This idea closely related to one of the issues I had with the subject of my previous IMHO entry. Fundamentally, I felt like the work lacked polish.
Polish, as an umbrella term, can encompass several things. One dimension is proofreading. You want to get rid of as many typos, weird sentence structures, and other anomalies before publishing. This should be done even for free content, such as this blog, as you are still attaching your name to it. It can be done to a lesser extent for less important content, sure, but it should still be done. You never know piece of content people will see first when forming a first impression of you as a creator, so all of it should be as high quality as possible.
But there is also the dimension of the actual story. Major plot holes are a sign that the story building itself didn’t receive much polish. The first draft will inevitably have problems, which is why you never publish a first draft as is. You must constantly examine and revise your plot until it makes sense to an outside observer. This is no easy task, and for most people the process requires a certain balancing act. In other words, you can’t simply offload this work to someone else. The more familiar someone is with the story, the more likely they are to just accept things within the story as reasonable, even if an uninitiated observer would not.

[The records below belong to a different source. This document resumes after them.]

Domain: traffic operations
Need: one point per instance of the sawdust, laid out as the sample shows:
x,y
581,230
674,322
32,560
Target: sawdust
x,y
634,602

It is ultimately the author’s responsibility to review the logic of their story, and use second opinions to help spot the inconsistencies they can’t see due to being too close to the project.
Finally, there is polish in formatting. I consider this completely separate from proofreading, as you can have an entirely grammatically correct story while still formatting it terribly. The two worst things I’ve seen on digital books are not using page breaks between chapters properly, so you get previous chapters bleeding over into the next, and not properly selecting the chapters. In the example I mentioned, they failed to select one of the chapters in one book, and in another they didn’t alter the table of contents to actually use the name of the chapters. That’s a completely avoidable limitation to the utility of the table of contents, since people are more likely to recognize the content of where they left of through the chapter name rather than remembering they were on Chapter 5 specifically. If they do remember the chapter, they also just as likely remember the page number, so the Table of Contents was unnecessary.
There is a lot more that could be said on this, but I don’t want to drone on too long. I think I’ve made my point. After all, part of polish is also knowing what to edit out of the final draft.